На площади Кларка Адама предмостье расступалось вширь. Теперь рядом с колонной на нем уже без труда уместилась и вереница нетерпеливых автомобилей. Гудя, мимо бежали грузовики и легковые машины и тут же сворачивали, кто — на Главную улицу, кто — в Крепость, кто — в Туннель. Шофер на переднем грузовике с окаменевшим, непроницаемым лицом смотрел на мостовую через ветровое стекло, — кто мог бы сказать, о чем он сейчас думал? — а щенок-нилашист все еще визжал: «Вонючие жиды! Саботировать задумали. Остановить всю автоколонну на мосту! Важным военным перевозкам помешать хотели?
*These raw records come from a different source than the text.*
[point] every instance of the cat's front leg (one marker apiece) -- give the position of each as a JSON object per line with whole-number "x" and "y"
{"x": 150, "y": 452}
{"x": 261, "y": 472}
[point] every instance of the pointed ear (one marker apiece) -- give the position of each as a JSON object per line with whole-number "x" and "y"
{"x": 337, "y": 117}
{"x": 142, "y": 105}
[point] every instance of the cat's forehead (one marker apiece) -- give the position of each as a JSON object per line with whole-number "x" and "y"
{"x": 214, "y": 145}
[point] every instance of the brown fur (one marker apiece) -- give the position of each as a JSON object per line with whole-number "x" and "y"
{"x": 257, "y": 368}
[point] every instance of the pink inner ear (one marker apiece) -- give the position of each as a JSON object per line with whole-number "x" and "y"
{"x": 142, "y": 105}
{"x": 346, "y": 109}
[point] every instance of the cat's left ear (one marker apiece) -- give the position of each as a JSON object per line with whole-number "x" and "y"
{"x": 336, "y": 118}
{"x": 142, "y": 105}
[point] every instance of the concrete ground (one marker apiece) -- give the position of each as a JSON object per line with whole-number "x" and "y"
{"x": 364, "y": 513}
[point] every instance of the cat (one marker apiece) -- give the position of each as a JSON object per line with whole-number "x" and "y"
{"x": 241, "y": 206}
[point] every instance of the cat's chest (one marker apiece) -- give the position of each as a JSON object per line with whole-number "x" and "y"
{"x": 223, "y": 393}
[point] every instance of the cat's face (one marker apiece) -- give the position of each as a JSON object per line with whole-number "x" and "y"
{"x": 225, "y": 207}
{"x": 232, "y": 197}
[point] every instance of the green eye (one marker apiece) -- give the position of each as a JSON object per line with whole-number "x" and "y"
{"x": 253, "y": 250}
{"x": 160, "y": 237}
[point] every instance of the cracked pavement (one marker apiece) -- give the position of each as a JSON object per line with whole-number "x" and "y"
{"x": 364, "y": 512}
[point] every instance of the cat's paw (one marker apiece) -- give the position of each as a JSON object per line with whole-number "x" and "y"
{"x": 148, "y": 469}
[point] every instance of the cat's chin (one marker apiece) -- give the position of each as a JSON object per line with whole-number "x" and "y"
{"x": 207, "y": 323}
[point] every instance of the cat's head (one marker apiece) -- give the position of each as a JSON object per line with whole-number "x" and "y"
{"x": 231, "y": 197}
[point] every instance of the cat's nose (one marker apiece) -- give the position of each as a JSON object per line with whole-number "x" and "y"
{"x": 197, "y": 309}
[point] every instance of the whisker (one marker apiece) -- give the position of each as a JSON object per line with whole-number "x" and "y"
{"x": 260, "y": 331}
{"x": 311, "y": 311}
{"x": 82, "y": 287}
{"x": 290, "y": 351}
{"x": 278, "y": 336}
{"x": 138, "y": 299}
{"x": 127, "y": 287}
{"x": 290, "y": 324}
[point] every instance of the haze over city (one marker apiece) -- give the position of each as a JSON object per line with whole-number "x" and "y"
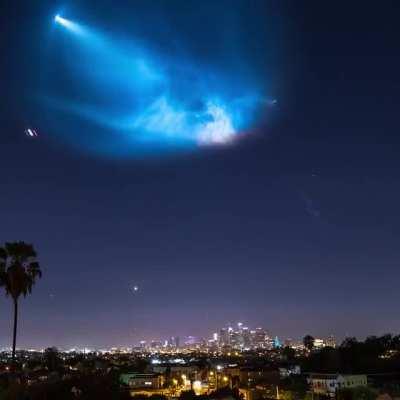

Кривоногая жидовская банда!»

Ему никто не возражал, не огрызался; вся колонна уже давно завернула на Главную улицу, двигаясь с такой скоростью, что конвоир едва поспевал за нею. Но он все равно продолжал кричать и ругаться на чем свет стоит — словно ища оправдания своему поступку. Ведь ему было всего шестнадцать лет, и это было его первое самостоятельное убийство!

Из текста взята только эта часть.